WATERVILLE — John Bryant knows he’ll never get rich as a volunteer driver for Kennebec Valley Community Action Program, but it helps pay bills, and the reward he reaps from helping people is more than enough compensation.

“It’s very enjoyable,” Bryant, 65, said as he drove Thursday morning. “It makes you feel good. People are very appreciative. Some of them can’t thank you enough for picking them up and taking them to an appointment.”

Bryant, of Canaan, is one of about 95 volunteer KVCAP drivers who take people of all ages – many of whom are elderly, poor, suffering from an illness or special needs, or are disabled – to dialysis, doctor and other medical-related appointments, as well as to social service organizations and other places throughout central Maine. He doesn’t get paid a salary or hourly wage, but the mileage reimbursement he receives by using his own car helps pay for vehicle maintenance and other needs.

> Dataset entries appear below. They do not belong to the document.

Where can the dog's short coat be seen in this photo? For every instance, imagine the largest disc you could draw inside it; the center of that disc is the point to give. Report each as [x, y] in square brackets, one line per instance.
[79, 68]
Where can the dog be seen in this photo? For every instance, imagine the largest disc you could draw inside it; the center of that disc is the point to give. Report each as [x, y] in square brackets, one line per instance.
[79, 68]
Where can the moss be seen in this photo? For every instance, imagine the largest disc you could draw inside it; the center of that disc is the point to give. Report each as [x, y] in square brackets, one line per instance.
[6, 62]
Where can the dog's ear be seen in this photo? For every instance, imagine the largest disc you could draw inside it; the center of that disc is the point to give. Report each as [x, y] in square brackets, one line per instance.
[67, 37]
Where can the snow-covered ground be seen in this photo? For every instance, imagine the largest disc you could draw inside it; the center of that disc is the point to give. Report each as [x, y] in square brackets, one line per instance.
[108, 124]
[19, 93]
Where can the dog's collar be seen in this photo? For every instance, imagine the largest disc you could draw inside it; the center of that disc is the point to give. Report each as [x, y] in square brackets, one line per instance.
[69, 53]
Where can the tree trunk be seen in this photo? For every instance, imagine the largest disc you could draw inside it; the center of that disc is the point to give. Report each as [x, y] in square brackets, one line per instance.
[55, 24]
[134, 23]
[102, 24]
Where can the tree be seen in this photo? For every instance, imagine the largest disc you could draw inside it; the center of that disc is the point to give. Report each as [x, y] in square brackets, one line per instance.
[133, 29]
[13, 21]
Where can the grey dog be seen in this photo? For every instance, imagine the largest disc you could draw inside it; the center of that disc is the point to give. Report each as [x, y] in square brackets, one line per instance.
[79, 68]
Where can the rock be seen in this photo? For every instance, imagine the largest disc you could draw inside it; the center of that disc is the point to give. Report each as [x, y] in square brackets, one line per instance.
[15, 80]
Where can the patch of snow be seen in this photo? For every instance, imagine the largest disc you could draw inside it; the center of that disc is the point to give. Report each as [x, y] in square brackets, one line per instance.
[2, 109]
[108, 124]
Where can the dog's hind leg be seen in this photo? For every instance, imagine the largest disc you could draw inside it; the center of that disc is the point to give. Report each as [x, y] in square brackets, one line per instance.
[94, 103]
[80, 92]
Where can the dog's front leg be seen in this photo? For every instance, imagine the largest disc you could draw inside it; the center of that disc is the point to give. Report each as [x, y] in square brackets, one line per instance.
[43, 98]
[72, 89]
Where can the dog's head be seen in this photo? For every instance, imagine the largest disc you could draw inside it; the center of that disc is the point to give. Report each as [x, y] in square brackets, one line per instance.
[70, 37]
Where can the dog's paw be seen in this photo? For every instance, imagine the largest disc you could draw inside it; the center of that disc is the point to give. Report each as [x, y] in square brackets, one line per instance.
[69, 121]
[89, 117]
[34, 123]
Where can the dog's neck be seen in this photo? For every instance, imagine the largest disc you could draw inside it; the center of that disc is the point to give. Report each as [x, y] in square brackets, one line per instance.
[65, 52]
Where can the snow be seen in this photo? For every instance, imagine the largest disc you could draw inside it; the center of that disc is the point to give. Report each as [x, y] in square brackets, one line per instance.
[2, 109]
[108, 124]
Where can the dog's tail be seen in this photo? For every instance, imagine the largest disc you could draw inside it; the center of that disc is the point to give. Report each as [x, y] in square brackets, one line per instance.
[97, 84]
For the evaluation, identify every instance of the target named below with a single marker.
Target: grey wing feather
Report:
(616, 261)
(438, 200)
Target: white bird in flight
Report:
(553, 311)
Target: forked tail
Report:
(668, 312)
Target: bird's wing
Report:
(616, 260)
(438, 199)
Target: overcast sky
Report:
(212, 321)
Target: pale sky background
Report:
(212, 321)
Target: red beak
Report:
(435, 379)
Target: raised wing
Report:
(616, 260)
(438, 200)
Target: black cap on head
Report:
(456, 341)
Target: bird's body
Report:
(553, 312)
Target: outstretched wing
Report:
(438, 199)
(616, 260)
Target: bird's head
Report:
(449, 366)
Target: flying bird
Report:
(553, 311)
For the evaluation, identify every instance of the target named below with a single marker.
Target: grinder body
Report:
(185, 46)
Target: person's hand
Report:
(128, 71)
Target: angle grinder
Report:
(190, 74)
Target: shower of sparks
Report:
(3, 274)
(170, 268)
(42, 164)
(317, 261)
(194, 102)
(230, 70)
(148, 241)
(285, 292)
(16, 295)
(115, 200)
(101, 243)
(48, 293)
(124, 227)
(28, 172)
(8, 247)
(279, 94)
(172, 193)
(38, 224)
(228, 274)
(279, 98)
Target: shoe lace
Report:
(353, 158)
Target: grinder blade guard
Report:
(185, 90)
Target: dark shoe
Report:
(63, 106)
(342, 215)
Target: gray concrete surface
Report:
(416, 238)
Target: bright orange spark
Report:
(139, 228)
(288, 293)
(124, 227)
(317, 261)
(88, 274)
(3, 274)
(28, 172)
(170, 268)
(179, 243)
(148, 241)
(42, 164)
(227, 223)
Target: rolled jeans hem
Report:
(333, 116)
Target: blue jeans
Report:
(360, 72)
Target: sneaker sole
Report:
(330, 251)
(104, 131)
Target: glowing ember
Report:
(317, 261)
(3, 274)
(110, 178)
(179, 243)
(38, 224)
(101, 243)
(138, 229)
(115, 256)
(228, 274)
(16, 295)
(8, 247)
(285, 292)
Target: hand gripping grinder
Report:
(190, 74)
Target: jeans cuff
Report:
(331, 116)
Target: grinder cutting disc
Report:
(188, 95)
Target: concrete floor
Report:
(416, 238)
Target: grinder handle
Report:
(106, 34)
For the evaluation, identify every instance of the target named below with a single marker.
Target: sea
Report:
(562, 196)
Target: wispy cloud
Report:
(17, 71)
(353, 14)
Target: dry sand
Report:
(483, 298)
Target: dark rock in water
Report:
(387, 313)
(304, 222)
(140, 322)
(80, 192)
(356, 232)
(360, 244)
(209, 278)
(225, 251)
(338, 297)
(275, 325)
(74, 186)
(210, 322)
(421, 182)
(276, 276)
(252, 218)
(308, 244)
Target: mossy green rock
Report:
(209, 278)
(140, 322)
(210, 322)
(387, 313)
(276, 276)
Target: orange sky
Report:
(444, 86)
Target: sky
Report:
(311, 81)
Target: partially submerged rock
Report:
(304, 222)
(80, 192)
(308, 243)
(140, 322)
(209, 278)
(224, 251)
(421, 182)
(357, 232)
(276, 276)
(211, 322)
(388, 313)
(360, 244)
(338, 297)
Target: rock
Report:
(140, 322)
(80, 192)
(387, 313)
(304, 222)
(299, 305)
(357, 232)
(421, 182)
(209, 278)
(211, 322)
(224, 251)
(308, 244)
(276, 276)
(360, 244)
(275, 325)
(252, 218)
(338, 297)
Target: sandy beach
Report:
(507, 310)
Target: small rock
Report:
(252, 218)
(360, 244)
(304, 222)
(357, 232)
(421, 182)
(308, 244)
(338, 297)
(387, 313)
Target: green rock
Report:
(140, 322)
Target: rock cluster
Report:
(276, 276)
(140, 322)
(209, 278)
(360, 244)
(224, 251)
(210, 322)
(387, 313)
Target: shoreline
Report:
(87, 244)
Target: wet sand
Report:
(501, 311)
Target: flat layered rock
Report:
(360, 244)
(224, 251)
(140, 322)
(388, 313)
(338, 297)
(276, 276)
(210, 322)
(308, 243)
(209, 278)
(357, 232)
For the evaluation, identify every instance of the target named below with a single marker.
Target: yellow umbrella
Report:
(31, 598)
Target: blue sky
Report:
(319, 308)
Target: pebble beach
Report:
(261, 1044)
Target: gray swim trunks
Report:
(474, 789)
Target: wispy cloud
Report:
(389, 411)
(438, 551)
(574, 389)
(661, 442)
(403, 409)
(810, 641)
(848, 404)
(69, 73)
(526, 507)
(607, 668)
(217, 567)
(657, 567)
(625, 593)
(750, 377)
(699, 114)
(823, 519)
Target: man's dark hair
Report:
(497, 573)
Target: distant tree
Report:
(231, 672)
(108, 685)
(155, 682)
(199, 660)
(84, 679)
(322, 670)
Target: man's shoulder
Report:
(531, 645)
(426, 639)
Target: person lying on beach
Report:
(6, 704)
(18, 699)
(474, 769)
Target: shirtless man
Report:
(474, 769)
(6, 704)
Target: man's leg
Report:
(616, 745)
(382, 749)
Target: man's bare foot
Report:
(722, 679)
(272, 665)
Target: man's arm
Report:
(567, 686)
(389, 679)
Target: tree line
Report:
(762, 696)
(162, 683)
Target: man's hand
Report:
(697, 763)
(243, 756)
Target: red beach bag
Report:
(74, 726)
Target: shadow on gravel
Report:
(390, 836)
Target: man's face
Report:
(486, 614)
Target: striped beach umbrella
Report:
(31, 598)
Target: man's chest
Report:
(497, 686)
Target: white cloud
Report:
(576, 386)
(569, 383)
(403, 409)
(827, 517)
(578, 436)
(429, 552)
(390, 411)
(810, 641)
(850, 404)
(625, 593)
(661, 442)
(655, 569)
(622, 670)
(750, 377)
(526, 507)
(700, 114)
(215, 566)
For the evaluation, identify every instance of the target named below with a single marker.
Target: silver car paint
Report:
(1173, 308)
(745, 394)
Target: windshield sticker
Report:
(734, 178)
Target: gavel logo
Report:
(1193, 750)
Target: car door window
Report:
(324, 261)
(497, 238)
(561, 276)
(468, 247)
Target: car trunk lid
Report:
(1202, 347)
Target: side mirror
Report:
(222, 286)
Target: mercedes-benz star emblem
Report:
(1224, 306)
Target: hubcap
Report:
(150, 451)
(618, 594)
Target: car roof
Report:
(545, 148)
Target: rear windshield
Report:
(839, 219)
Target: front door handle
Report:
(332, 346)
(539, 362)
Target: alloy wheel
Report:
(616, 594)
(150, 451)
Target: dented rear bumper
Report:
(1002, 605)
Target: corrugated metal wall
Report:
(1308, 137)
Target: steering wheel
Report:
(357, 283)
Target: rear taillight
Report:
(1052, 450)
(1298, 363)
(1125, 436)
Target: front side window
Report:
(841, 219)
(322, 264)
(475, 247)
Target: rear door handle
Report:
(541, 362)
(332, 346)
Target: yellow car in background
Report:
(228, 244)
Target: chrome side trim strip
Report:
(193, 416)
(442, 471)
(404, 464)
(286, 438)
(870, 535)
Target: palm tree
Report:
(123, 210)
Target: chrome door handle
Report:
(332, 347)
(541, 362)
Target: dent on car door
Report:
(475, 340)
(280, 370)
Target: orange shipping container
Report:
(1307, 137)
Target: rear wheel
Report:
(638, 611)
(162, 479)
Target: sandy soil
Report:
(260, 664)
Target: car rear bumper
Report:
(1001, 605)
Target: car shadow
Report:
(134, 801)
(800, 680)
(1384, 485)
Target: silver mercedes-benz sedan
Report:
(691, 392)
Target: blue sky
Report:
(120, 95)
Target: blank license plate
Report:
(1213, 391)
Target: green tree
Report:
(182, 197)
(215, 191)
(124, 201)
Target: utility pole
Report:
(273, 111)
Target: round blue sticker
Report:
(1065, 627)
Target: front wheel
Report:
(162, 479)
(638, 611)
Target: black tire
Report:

KVCAP is on a mission to recruit more drivers because of the demand for rides, and many drivers who are older head for Florida in the winter. The number of drivers over the last several years has fluctuated from being as high as 130 to as low as 70.

Officials said more volunteers like Bryant are desperately needed, with more than 30 still needed to meet demand.

“We’re looking to get up to 130 drivers. That will make everybody more comfortable,” said Sandy Burton, KVCAP’s volunteer systems coordinator.

Burton met Thursday with Steve Soule, KVCAP’s new volunteer driver recruiter; Delta Chase, director of transportation operations; and Jim Wood, transportation development director, in their Water Street offices to discuss the need for volunteer drivers. Such drivers use their own vehicles and must pass a background check in order to volunteer.

“These people do this job because they have big hearts,” Soule said of drivers.

Chase concurred. “Our staff are all here for a bigger purpose than earning a living,” she said.

Volunteer drivers such as Bryant basically make their own schedules and decide how many hours they want to work.

Some are retired. Some work full time in their regular jobs and drive for KVCAP during their time off. Others, such as Bryant, drive full time. They range in age from 21 to 80.

Last year, they took 124,391 trips to drive people 3.3 million miles, said Wood, who has worked for 43 years at KVCAP and built the volunteer program in 1987. It is funded by MaineCare, the state Department of Health and Human Services, agencies such as United Way, and grants.